Mapping zooplankton distribution with archived acoustic data
Digging up old acoustic data to study the distribution of krill, salps, and other creatures along the Antarctic Peninsula
ADCP Backscatter Visualization: Demo Video | Interactive Map (Javascript) | Interactive Map (Python via JupyterLite)
In this project, we re-analyzed archived data from an Acoustic Doppler Current Profiler (ADCP) to investigate the distribution of key macrozooplankton/micronekton, particularly Antarctic krill, in the Southern Ocean along the western Antarctic Peninsula. Krill are a key species for both predators and fisheries in this region, but our work suggests that climate change has resulted in increasingly long shortages of krill that are having dramatic impacts on the ecosystem.
Every year, the Palmer Station Long-Term Ecological Research (LTER) project runs a research cruise in the Southern Ocean, tracing a sampling grid along the western Antarctic Peninsula.
The vessel has a hull-mounted Acoustic Doppler Current Profiler (ADCP). An ADCP is an acoustic instrument that uses sonar to measure water velocity throughout the water column - it’s used to map oceanographic currents and water movement. The ADCP sends out pings of sound and listens for the returning echoes. It records two properties of the echoes: the echo frequency and the echo intensity (or loudness). Based on the echo intensity, we can estimate backscatter intensity - that is, the acoustic reflectivity of objects at a given depth in the water column. The backscatter intensity gives a sense of the presence and size/density of objects in the water below the ADCP - a dense school of krill will have a backscatter intensity (that is, high acoustic reflectivity), while a mostly empty water column will have a very low backscatter intensity (it’ll produce only a very quiet echo).
I reprocessed archived ADCP data from Palmer Station LTER cruises from 2005 through 2018 - a total of over 32 million sonar pings! - to examine the horizontal and vertical distribution of organisms in the water column. By combining this information with net tows (in which a net is towed to sample the organisms in the water column) performed by the Palmer Station LTER project, we could get a sense of both the horizontal and vertical distribution of biomass, as well as the identity of the organisms making up the big swarms we can see in the acoustic data. I mentored 3 students (Jon Michael Stroh, Nichole Zhang, and Leif Kelley) through Duke University Data Science’s undergraduate research program, and we built a GUI using Python’s ipyleaflet to allow us to visualize and walk through these data. We combined the ship’s track with several datasets: ADCP echo intensities, net tows, sun elevations, and temperature-depth profiles taken at stops along the cruise track. A JupyterLite version of the Python visualization can be run here, and I built a more browser-friendly version in JavaScript using Leaflet which can be viewed here. (JupyterLite doesn’t yet work reliably in all browsers.) There’s a demo/tutorial video here showing the Python version.
Data processing pipeline
The ADCP records data in a custom binary encoding unique to the manufacturer. Unfortunately for me, existing ADCP processing software focuses on creating spatially averaged estimates of water velocity and does not save the echo intensities, nor does it convert many of the other measurements tracked by the ADCP (such as temperature at the transducer)… so I had to use the manufacturer’s manual and write code to parse the binary myself. In the processing pipeline, I first convert from the ADCP’s raw binary data files to human-readable csvs.

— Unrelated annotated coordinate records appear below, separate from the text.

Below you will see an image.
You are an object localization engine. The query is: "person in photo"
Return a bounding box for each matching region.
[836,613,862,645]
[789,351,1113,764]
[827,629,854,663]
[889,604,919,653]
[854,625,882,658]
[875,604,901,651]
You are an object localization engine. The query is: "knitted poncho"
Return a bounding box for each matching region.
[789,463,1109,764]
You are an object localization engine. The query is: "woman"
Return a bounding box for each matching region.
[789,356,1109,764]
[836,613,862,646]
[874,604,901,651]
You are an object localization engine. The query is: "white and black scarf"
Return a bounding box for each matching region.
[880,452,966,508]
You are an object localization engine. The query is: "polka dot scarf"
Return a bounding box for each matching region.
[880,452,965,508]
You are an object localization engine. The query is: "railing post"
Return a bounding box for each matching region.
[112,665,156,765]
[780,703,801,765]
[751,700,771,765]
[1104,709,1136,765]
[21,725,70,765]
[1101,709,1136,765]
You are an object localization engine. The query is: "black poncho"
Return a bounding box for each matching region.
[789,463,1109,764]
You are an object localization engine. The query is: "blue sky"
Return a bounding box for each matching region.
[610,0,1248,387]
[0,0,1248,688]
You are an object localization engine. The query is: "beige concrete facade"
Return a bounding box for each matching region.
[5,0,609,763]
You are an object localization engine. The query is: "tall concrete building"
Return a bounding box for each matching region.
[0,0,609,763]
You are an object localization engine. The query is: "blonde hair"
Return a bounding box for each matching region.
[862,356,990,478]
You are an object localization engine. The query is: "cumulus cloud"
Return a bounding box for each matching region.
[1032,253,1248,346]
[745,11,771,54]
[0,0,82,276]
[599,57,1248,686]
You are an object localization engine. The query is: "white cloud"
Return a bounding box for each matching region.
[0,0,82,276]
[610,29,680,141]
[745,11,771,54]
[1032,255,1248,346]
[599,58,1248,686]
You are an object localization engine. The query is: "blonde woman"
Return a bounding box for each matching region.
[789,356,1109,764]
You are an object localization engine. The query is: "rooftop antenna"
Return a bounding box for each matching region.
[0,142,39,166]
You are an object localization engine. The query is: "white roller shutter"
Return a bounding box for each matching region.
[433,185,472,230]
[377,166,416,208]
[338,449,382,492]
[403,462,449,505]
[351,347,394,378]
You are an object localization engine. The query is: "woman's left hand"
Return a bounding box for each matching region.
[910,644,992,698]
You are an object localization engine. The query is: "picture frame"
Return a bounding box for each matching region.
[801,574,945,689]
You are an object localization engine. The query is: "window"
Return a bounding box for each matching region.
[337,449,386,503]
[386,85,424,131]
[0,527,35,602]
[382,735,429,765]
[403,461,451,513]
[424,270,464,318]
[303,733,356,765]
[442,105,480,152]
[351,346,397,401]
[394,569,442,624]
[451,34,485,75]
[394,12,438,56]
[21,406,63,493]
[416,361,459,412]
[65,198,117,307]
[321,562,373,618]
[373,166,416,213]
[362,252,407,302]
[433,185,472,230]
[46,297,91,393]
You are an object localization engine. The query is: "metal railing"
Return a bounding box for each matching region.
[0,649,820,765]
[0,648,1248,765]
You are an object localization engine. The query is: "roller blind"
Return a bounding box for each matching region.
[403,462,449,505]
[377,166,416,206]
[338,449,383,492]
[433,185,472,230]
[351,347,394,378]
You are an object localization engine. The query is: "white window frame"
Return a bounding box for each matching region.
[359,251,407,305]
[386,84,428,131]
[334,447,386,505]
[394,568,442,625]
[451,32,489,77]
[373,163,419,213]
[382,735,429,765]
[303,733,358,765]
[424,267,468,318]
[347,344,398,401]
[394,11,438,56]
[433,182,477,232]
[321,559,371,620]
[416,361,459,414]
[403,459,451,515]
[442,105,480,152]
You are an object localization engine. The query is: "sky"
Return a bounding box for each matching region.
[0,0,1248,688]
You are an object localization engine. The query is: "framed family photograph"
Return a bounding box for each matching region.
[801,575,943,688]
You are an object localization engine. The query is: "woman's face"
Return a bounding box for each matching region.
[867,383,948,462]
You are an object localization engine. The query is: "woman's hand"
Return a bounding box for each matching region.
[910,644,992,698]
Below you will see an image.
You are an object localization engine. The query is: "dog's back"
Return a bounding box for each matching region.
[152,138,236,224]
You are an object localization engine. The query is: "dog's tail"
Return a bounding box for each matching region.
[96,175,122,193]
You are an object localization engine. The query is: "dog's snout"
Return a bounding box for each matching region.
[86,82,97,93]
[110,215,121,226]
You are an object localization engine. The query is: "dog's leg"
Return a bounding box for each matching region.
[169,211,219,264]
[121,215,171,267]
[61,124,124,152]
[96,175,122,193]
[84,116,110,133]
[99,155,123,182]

The ADCP records a relative value of the echo’s sound power as an 8-bit number representing the electrical signal induced in the transducer by the echo. Unfortunately again, the relationship between this value and the actual echo intensity in real-world units is non-linearly related to a host of variables including temperature at the transducer, water temperature, and water salinity, and it must then be corrected for depth. I then perform this conversion, using the sonar equation to calculate the approximate echo intensity in real-world dBs.